Column: romance, Nigerian style
Loose Wire — Calling All Suckers
At least, that was what was going through my mind when I decided to respond to one of a new wave of so-called 419ers. These missives, named after a clause in Nigeria’s penal code, used to arrive as mail. In the old days postal companies would intercept them — easy to spot with their fake stamps — and use them, literally, as landfill.
These days free e-mail accounts allow any aspiring fraudster with access to an Internet cafe to try their hand. Where they used to be from purported Nigerian officials with access to siphoned or missing funds, now you’re just as likely to get e-mails about unclaimed millions found by special forces in Afghan caves. All you, dear reader, have to do is give a bank account number and, er, the money is yours.
But, I reasoned, such e-mails couldn’t all be scams, surely? Okay, I’ve read of people being fleeced for thousands of dollars. Sure, the United States Secret Service receives 100 phone calls a day from potential victims, and estimates some $750 million is lost globally each year. Sure, Nigerian money-related fraud is the fastest growing on-line scam, according to the National Consumers League.
But, what the hell, I reasoned, I’ll give this one a shot. Besides, the addressee was none other than Dr. Maryam Abacha, the widow of Gen. Sani Abacha, Nigeria’s ruler from 1993-98. “Dr. Abacha,” I learned from the Internet, is a light-complexioned beauty of Shuwa Arab stock. She also popularized the Aso-Oke by wearing it to official functions, but I’m not quite sure what an Aso-Oke is. More relevantly, the Nigerian government in April said it had reached a deal where the Abacha family would hand over $1 billion, and keep $100 million, in return for an end to criminal proceedings into the embezzlement of government funds.
Given this, I was delighted to be approached by such a fine person, and was only slightly intimidated by Mrs. Abacha’s insistence on WRITING HER E-MAILS IN CAPITALS. All I had to do was help her smuggle $85 million into my bank account, and I would get 15% of the proceeds. That should make my bank manager happy, I thought. I immediately dashed off an offer of help, but to be on the safe side, used a pseudonym: “Thanks for your e-mail and I’m very excited to be able to help you and get absurdly rich as well,” I wrote. “Could you send a picture, so I know what you’re like? I’m single too, so maybe we could hang out. Yours, Egbert Dimple.”
My new penmate wasted no time, sending me a picture of Abacha in swaying gowns — it might have been the Aso-Oke — answering the phone. I was hooked. “I like the outfit. It must be hard to stay looking nice with all this trouble going on. I know this may sound odd, but do you think it would be possible for us to start dating at some point, with your husband no longer on this Earth?” This seemed to cause some surprise. “I really don’t know you so much to start talking about dating.
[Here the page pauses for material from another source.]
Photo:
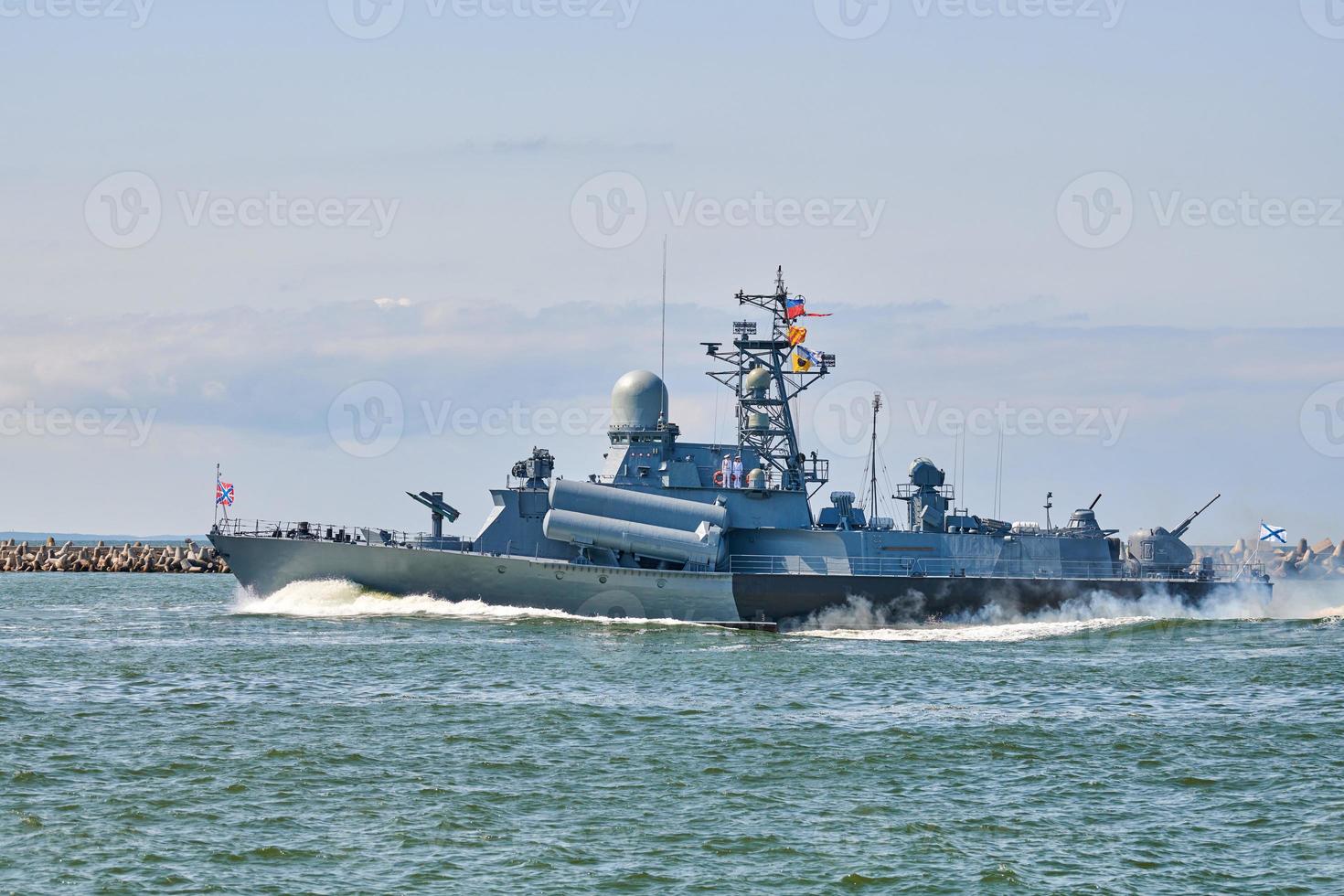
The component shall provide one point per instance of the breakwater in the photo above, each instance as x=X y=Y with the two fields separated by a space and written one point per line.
x=1320 y=560
x=109 y=558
And I can’t say for now if that could work or not,” she wrote.
Sensing an opening, I sent back a picture — not of myself, for modesty’s sake, but a random photo culled from a Google search of the keyword “hunk.” Mrs. Abacha, if it was she, was impressed. “You are a good-looking young man. But don’t you think that we are drifting away from our original objective? Can you come to Nigeria? I will really like to see you but that will be after we have completed this project so we can have enough money to spend.”
And so I’m confident that by the time you read this I will be flush with cash and living on a desert island, surrounded by bodyguards and people wearing the Aso-Oke. Of course, I’m aware that the risk is high: Many of those persuaded to visit Nigeria by such folk end up fleeced, murdered or missing. But I’m sure that won’t happen to me.